市場参加者の準備加速を促したのはこのうち、RFR商品取り扱い対応期限の設定、そしておそらくLIBOR参照貸出・債券の新規取引停止期限の設定であろう。米ドル、英ポンドLIBORについては従前より、商品毎のLIBOR参照取引の新規取引期限が、NY連銀、英イングランド銀行それぞれの傘下の検討体のロードマップで定められていた。本邦における市場全体かかるマイルストン設定は、英米のそれより約1年遅れている。ともあれ、LIBOR移行期限まであと1年半を切った現在において係る期限設定がなされたことは米英の市場の動きに日本が外見上キャッチアップしたことを意味するともに、市場参加者の準備を加速させる効果の点で評価されるべきであろう。これらの期限設定を受けて、本邦ではこれまで準備が先行していたメガバンクや大手証券会社に追随する形で、地方銀行、アセットマネジメントなどのいわゆるバイサイドが影響度分析や移行計画の策定実施に本腰を入れ始めた模様だ。

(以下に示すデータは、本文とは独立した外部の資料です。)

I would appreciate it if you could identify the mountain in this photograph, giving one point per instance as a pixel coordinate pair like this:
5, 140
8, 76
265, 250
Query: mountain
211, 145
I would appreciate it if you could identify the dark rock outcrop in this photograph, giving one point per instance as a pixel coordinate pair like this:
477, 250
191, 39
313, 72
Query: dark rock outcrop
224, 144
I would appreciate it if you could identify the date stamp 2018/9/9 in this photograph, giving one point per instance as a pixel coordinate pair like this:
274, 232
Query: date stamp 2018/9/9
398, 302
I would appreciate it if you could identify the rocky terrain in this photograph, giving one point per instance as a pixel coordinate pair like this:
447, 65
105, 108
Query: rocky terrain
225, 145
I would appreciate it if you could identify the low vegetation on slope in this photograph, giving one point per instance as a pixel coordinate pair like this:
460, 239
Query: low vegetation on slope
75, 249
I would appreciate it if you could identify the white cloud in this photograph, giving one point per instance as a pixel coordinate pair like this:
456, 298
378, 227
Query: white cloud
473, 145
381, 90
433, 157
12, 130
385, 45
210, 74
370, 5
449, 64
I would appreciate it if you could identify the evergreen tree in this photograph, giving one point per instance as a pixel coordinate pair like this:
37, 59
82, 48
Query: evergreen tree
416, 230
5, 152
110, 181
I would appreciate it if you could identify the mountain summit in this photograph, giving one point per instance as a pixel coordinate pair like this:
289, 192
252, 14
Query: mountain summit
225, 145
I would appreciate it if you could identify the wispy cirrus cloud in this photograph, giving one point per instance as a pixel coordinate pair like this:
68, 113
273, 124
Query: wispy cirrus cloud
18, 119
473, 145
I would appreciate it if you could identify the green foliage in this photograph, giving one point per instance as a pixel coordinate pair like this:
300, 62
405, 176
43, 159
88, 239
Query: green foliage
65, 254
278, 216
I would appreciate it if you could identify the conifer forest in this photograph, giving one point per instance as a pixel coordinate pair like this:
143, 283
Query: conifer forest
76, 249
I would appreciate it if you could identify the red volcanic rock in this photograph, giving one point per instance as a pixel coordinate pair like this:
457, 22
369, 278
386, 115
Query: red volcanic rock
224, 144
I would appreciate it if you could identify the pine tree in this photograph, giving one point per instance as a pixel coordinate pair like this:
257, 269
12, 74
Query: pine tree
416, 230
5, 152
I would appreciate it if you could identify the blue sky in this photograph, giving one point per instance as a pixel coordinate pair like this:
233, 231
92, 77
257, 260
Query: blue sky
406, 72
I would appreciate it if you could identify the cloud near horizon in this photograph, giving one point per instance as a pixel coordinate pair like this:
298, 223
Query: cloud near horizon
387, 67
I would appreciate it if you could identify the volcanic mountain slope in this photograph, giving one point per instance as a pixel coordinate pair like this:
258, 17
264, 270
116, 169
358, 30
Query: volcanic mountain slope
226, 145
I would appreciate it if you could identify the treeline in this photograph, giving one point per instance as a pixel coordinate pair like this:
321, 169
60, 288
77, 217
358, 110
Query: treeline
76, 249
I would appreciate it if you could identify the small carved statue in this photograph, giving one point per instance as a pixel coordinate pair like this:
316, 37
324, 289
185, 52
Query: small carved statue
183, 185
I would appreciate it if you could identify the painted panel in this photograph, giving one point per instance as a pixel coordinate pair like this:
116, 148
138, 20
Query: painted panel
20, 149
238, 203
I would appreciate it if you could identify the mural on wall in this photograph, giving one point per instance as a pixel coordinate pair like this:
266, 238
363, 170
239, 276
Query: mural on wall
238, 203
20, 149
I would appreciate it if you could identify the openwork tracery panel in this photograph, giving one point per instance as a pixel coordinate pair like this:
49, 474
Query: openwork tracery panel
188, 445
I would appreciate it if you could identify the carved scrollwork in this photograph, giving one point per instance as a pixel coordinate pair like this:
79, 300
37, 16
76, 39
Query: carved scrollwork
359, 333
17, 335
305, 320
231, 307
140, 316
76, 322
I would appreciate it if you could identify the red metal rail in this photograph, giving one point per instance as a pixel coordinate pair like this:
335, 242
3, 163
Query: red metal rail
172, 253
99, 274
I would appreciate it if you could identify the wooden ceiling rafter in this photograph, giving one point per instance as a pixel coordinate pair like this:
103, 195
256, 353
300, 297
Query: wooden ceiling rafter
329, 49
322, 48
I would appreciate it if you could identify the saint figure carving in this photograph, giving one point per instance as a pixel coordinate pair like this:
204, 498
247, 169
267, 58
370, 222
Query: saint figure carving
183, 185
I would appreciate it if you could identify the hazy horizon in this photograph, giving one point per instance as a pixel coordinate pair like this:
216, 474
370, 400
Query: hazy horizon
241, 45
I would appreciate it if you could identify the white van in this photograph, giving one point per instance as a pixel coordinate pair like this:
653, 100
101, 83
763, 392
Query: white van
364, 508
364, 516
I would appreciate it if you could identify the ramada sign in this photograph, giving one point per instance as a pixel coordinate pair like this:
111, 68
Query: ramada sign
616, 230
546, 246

しかしながら、移行の実施には未ださまざまなハードルが存在する。たとえば、金融機関と顧客の移行に係る相対交渉の進展では目立った動きはまだ見られない。LIBOR移行は市場参加者単独の対応で実現するものではない。フォールバック条項の合意には市場参加者間の合意が必要である。特に貸出金利や債券発行金利は、LBORに対して債務者や発行体の信用力を反映する信用スプレッド調整が、上記のLIBOR-RFRスプレッド調整とは別に必要になる。こうした信用スプレッド調整は相対の交渉によるべき性質のものである。一方で、市場ではたとえば銀行の事業法人宛貸出につき、個別のフォールバック条項の交渉が進んでいるという情報は寡聞にしてまだ聞かれない。金融機関の顧客に対する説明や合意取得のプロセスは、LIBOR移行に伴うコンダクトリスクや顧客保護の問題として金融庁も重視する点である。また、RFR商品特に複利後決め金利の決済事務(利息額決定から決済までの期間がLIBORに比べて短い)や未収未払利息の計上方法など、事務システム対応が必要な課題についてまだ市場慣行が定まっていない。システムベンダーを含むシステム開発においてはいまだ十分な開発要件が固まらないままにRFR商品の取り扱いが始まるという事態になりかねない。特に、公表停止前トリガー(LIBORの公表停止が正式に決定する前にRFRにフォールバックする条件を定める取り決め)により2021年末を待たずRFRへの契約上の移行が進む場合、フォールバックに伴う煩雑な事務システム上の取引更改手続きが想定より早く発生する。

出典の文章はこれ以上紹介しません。